Das Projekt VDE Nr. 8 umfasst die 500 km lange Aus- und Neubaustrecke zwischen Nürnberg und Berlin und ist somit das wichtigste Bindeglied der Schienenverbindungen von Verona nach Berlin. Finanziert wird dieses Projekt vom Bund, der EU und der Bahn. Die Gesamtinvestition beträgt ca. 10 Mrd. €. Der Personen- und Güterverkehr erhält damit im transeuropäischen Netz eine konkurrenzfähige und umweltgerechte Alternative zu Straße und Flugzeug. Teil dieser Verbindung ist die rund 123 km lange Neubaustrecke von Erfurt nach Leipzig/Halle – das Verkehrsprojekt Deutsche Einheit (VDE) 8.2.

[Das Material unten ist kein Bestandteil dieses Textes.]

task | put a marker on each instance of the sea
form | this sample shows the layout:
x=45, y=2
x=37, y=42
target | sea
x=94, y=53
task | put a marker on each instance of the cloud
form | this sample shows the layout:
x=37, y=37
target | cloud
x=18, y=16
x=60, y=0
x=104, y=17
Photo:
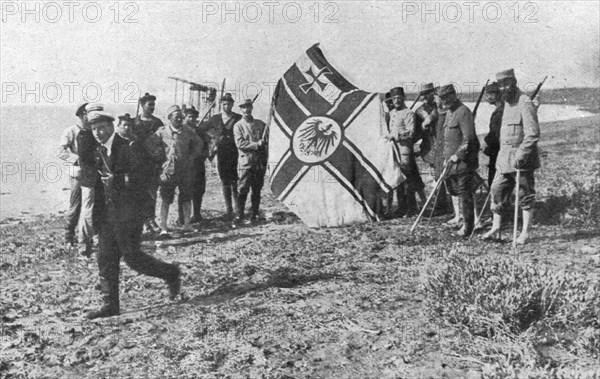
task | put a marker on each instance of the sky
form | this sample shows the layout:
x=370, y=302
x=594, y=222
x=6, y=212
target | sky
x=54, y=53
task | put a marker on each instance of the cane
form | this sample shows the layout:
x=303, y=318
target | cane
x=515, y=227
x=431, y=195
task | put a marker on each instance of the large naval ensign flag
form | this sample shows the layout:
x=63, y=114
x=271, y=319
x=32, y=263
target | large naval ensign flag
x=332, y=167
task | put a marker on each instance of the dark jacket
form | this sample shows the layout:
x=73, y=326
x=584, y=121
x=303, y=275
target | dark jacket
x=492, y=139
x=460, y=139
x=123, y=196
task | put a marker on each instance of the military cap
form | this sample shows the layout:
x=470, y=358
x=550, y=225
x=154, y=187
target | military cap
x=246, y=103
x=397, y=91
x=427, y=89
x=191, y=110
x=492, y=88
x=98, y=116
x=146, y=98
x=227, y=98
x=173, y=109
x=447, y=90
x=80, y=109
x=505, y=74
x=94, y=107
x=125, y=117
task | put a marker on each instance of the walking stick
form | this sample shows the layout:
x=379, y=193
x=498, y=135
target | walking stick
x=515, y=227
x=437, y=187
x=415, y=102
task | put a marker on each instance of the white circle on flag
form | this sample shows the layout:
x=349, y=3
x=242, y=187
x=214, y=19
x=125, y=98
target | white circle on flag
x=316, y=139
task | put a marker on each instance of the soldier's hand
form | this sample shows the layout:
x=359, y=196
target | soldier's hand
x=519, y=163
x=107, y=179
x=427, y=121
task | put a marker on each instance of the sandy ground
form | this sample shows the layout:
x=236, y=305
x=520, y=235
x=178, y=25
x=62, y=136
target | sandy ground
x=281, y=300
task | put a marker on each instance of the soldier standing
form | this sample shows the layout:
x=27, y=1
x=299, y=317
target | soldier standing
x=190, y=120
x=425, y=121
x=145, y=125
x=69, y=153
x=402, y=130
x=220, y=129
x=519, y=135
x=252, y=165
x=492, y=139
x=461, y=149
x=180, y=146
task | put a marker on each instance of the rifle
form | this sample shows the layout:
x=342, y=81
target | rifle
x=222, y=90
x=537, y=89
x=415, y=102
x=479, y=99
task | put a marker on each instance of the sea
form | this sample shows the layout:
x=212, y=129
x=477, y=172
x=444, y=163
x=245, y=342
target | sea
x=33, y=181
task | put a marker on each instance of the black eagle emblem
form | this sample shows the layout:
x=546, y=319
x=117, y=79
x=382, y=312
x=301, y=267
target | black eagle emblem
x=318, y=137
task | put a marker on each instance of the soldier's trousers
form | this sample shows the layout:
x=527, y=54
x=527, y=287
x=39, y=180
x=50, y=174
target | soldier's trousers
x=72, y=217
x=462, y=185
x=122, y=239
x=251, y=178
x=503, y=187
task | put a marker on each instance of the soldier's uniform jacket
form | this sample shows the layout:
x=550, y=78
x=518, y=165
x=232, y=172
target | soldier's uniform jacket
x=460, y=139
x=519, y=135
x=426, y=134
x=180, y=148
x=121, y=199
x=402, y=128
x=492, y=139
x=247, y=134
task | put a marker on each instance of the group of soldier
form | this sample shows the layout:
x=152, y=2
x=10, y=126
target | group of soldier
x=448, y=142
x=118, y=173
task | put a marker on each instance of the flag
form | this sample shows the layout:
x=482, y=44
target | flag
x=331, y=165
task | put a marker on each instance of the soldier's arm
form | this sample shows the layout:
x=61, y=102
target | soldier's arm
x=467, y=127
x=531, y=129
x=409, y=122
x=155, y=148
x=241, y=141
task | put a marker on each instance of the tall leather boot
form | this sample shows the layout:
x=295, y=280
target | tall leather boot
x=197, y=202
x=110, y=298
x=467, y=209
x=402, y=200
x=411, y=203
x=235, y=196
x=241, y=204
x=227, y=197
x=255, y=200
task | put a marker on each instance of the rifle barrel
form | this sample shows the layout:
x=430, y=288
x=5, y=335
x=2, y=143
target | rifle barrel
x=480, y=97
x=534, y=94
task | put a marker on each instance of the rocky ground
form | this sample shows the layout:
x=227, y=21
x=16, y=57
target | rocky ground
x=280, y=300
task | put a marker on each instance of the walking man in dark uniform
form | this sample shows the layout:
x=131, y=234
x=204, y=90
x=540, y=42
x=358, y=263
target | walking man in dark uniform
x=124, y=171
x=220, y=128
x=461, y=149
x=519, y=135
x=145, y=125
x=252, y=144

Damit auf der Strecke ein kombinierter Personen- und Güterverkehr möglich ist, hat sie keine engen Bögen und keine großen Steigungen beziehungsweise Gefälle. Der Oberbau bei Hochgeschwindigkeitsstrecken wird nicht mehr als Schotteroberbau, sondern als Feste Fahrbahn ausgeführt. Dabei werden die Schienen auf Gleistragplatten verlegt (L = 5,16 m, B = 2,14 m), die aneinandergelegt ein durchgehendes Betonfertigteilband ergeben.

Homogener Fahrweg

Das System Feste Fahrbahn Porr besteht aus vorgefertigten, elastisch gelagerten Gleistragplatten, die sowohl an der Plattenunterseite als auch in den 2 Vergussöffnungen durch eine elastische Trennschicht gegen den Untergrund entkoppelt sind. Diese Bauweise führt zu einem homogenen Fahrweg mit sehr gutem Langzeitverhalten. Das System kann auf Erdbauwerken, Rahmenbauwerken, in Tunneln und Trögen sowie auf Brücken eingesetzt werden. Der Bauabschnitt verläuft von Erfurt Hauptbahnhof aus in Richtung Nordosten durch das Thüringer Becken. Zwischen Kilometer 38 und Kilometer 60 wird der Finne-Höhenzug mit drei Tunnelbauwerken von insgesamt 15,4 km Länge durchfahren. Zwischen Kilometer 80 und Kilometer 90 überquert die Strecke südlich von Halle die Saale-Elster-Aue mit einer 6,4 km langen, flachen Talbrücke und führt in Richtung Osten nach Leipzig. Im Verlauf der Talbrücke zweigt die 2,1 km lange Anbindung in Richtung Norden nach Halle ab und schwenkt auf die bestehende Trasse der Strecke Weißenfels – Halle. In Richtung Leipzig führt die Strecke bis zur Saalekreis-Gemeinde Gröbers, wo sie mit der bestehenden Strecke Halle – Leipzig verknüpft wird. Der Güterverkehr verlässt hier die NBS und wird auf der bestehenden Strecke Halle –Leipzig in Richtung Leipzig geführt.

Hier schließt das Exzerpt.